Seeing the breadth and scope of God's plan, Paul realized that the church developed during this age, is to be the instrumentality for the conversion and blessing of the world in the next age, and that therefore the great and all-important work of the present time is the teaching, training and developing of the meek of the earth, who gladly receive the truth and constitute [R932 : page 4] the church of God. It was this same knowledge of the order and arrangement of God's great plan of the ages, which enabled our Lord to devote his attention almost entirely to the meek, to whom he said he was called to preach. (Luke 4:18.) Though he loved the balance of the world still enveloped in darkness and steeped in sin, he also knew that his Father so loved the world, while they were yet sinners, as to devise a plan broad enough to bless every son and daughter of Adam with a full opportunity to regain the right and title to everlasting life, in his own due time.

Both Paul and Jesus worked in harmony with that plan, and the results of the labors of each during his lifetime looked small. Jesus had gathered about him and spent the greater part of his time, in instructing a few disciples, all of whom forsook him and fled in the hour of his sorest trial.
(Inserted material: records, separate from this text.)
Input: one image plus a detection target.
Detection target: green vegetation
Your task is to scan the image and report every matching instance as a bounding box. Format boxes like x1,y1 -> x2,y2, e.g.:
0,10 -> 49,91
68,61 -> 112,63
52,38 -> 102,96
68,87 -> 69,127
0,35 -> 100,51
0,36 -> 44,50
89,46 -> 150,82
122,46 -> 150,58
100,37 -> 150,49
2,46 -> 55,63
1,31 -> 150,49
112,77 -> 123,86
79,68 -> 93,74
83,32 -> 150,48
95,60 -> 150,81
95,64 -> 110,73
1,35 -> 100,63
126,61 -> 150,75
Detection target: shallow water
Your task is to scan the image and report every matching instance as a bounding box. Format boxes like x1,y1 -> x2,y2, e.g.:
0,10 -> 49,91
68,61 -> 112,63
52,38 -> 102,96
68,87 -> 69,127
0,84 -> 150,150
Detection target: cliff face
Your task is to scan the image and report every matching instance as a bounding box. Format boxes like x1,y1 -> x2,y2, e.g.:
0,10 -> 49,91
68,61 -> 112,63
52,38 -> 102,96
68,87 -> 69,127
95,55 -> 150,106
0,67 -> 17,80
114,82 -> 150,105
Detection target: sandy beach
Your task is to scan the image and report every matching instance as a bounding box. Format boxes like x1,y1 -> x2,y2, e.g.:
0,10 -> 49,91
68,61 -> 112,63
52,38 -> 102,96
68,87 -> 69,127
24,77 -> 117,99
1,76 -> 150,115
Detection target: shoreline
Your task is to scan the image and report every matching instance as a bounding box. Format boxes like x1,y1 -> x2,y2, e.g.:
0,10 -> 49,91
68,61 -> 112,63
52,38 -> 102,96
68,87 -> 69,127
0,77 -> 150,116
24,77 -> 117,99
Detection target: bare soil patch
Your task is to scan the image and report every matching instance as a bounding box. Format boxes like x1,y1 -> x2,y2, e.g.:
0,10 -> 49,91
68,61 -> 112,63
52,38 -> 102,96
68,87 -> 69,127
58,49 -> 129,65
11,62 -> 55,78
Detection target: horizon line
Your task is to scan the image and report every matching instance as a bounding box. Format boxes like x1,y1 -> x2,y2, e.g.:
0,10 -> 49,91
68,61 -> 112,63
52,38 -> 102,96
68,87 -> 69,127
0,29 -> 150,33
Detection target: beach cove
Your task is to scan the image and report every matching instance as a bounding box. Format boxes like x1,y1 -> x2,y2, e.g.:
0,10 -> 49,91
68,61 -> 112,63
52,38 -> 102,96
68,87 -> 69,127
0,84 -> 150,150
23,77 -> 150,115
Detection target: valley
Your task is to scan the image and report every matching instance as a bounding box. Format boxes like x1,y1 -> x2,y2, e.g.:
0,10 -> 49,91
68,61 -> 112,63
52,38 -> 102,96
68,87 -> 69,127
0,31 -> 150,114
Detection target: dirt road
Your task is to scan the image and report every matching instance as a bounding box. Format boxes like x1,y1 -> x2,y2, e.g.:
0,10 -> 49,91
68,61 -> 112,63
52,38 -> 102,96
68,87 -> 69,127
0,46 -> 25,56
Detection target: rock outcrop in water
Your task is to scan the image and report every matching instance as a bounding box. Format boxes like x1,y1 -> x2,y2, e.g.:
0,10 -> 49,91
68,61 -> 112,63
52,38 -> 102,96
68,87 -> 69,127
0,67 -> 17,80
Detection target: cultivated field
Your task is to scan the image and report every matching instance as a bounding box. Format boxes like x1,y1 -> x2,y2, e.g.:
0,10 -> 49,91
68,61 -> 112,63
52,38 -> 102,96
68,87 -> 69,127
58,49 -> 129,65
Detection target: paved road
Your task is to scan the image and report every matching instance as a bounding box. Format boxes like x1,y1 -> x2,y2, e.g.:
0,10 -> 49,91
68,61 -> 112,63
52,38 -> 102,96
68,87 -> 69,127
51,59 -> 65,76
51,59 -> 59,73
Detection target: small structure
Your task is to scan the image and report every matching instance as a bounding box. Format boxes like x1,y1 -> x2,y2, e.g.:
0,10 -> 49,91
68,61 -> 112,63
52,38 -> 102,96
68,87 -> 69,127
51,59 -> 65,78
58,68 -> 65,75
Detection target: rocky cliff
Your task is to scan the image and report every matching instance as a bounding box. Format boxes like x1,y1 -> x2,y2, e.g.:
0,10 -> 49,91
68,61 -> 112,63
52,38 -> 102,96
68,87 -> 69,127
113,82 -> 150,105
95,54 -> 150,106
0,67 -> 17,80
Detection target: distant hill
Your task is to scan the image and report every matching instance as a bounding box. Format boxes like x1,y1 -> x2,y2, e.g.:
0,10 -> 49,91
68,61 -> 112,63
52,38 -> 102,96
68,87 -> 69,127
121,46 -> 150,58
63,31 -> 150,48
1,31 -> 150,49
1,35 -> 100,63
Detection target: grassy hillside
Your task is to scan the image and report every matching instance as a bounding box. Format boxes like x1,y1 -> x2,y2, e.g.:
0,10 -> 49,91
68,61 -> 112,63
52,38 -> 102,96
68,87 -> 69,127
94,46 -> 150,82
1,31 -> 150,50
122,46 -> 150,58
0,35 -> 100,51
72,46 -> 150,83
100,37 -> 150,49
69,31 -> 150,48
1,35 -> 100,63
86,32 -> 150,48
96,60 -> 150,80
And Paul's labors for the church were often misunderstood even by those for whom he was sacrificing every earthly good. And so with the labors of all the [R932 : page 5] saints: the glorious fruitage of their sacrifice and toil will only be manifested, when the rich harvests of both the Gospel and Millennial ages have been gathered in.

But we want here to notice particularly Paul's preaching to Felix, a Roman Governor before whom he stood to be judged. Felix was not a Christian in any sense and therefore Paul had nothing to say of the Christian's higher hopes and privileges, nor did he even present the foundation truth of the gospel—Redemption through the crucified Christ. For none of these things was Felix yet prepared. Paul realized this, and concluded to give only such truths as he was prepared to understand and appreciate. There was no attempt on this or any other occasion to scare the unbeliever with threats of eternal torment, if he did not embrace the doctrine of Christianity; for this was not true. This base blasphemy against God found no place in the theology of Paul's day; he knew nothing about it.

Paul took the most sensible and proper course with Felix. He took his standpoint of observation, and showed how even from his standpoint righteousness and temperance was the wisest course for any man to pursue. He took what truth Felix already admitted and showed the reasonable deductions which should be drawn therefrom by every thinking man. For instance, any man, whether he believes in Christ or not, unless he is a fool (Psa. 14:1), which probably Felix was not, believes there is a God, wise and good and powerful, the Creator of all things. This much nature alone teaches. And if this be true it follows that he is the rightful Sovereign over all his works, and that all beings are subject to his control. These being the plain inferences even from the light of nature, it follows that at some time, God will call men to account for their present course of action; and a righteous God will surely punish evil deeds. And therefore righteousness, and temperance in all things, at the present time, is the wisest course even if the future be but very vaguely and indefinitely seen.

But Paul had something more than mere reasonings from the light of nature on this subject: he had positive proof of a coming judgment, when all of the wrongs of the present time must be accounted for and righted, and fearful, he knew, would be the penalty of those who heaped iniquity upon iniquity and added crime to crime; for every man must receive a just recompence of reward for his deeds, whether they be good or evil.

Paul was acquainted with God's plan and spoke as one who understood it, and who had full faith in it. "The eyes of the Lord are in every place beholding the evil and the good."